Situation. Fait peu connu, ce sont ses séjours dans ce pays secoué par la guerre qui affirment sa vocation de sociologue. Bourdieu (1930-2002) découvre l’Algérie en 1955 lors de son service militaire, alors qu’il est tout juste agrégé de philosophie. En 1956, il est affecté au service de documentation du gouvernement général à Alger, puis de 1957 à 1961, il enseigne la philosophie et la sociologie
à la faculté des lettres. Autodidacte, il développe une approche du monde social à hauteur d’homme. Il réalise des travaux d’ethnologie qui donnent lieu à la publication de livres, notamment Sociologie de l’Algérie (1958).
Enquête. Bourdieu utilise la photographie comme support à ses enquêtes sur la violente transformation du monde rural. Il veut comprendre la colonisation et les regroupements de population opérés par le pouvoir français. Entouré d’étudiants, parmi lesquels Abdelmalek Sayad qui lui sert d’interprète et le conseille, Bourdieu multiplie les entretiens, les observations et les photos.
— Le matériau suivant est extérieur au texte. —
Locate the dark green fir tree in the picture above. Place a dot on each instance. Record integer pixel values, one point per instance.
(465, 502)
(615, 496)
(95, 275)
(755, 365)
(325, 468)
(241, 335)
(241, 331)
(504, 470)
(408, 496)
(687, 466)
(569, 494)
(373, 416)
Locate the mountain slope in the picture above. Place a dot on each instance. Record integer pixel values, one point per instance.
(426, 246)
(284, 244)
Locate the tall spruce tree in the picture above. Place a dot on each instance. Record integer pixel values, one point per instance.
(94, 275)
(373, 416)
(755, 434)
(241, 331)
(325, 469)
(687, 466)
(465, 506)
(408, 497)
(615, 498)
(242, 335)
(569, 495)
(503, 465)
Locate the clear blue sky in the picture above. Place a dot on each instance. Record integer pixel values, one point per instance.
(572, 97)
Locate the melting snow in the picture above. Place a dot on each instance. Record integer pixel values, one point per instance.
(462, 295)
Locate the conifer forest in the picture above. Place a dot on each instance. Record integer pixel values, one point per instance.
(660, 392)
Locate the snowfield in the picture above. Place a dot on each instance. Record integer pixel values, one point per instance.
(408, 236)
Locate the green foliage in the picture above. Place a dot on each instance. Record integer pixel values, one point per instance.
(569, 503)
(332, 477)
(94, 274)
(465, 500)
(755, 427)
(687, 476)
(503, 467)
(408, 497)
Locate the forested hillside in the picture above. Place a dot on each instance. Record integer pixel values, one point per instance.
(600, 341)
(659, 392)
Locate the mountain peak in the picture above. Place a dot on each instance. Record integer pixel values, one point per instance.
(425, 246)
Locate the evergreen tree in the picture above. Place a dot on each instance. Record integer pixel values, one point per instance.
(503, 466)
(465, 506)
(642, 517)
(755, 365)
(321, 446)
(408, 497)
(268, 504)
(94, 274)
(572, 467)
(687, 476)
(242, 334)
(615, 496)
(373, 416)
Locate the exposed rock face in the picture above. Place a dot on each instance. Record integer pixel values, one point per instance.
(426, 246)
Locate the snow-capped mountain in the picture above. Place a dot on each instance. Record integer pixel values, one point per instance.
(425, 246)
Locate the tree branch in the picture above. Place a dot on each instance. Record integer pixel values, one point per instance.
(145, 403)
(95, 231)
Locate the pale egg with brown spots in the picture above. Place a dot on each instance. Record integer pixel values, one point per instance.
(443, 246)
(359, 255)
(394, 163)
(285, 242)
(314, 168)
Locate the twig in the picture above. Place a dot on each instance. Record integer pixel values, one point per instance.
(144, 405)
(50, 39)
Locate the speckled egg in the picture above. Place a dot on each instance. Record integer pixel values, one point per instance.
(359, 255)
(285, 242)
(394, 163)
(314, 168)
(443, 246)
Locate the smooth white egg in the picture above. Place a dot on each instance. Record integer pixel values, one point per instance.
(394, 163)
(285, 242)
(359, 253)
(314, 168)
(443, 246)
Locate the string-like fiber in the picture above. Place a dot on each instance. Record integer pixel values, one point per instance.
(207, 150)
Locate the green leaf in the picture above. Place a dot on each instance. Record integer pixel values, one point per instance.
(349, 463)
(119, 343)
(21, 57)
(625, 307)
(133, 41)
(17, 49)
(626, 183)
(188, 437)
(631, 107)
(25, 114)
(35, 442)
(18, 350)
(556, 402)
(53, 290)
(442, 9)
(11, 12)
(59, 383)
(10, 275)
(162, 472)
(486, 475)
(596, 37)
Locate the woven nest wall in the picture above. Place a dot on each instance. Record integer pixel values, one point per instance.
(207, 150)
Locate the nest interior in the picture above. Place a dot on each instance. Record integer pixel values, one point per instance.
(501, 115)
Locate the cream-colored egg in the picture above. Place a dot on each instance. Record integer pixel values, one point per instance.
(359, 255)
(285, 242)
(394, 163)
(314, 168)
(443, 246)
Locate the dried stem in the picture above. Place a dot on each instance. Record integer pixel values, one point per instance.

La photographie représente pour lui la « manifestation de la distance de l’observateur qui enregistre et n’oublie pas qu’il enregistre », elle convient parfaitement à la « théorie pratique », « une façon d’essayer d’affronter le choc d’une réalité écrasante ».
Témoignage. D’Alger à la Kabylie, il capte une Algérie en pleine mutation. Après un demi-siècle, ses photographies ont une formidable valeur de témoignage. Son regard scientifique n’est pas dénué d’un sens esthétique aigu, ni de portée critique. Ses photos de paysans déracinés, de femmes voilées, de la ville, des champs, des centres de regroupement, de la misère au soleil, sont saisissantes de force et de beauté.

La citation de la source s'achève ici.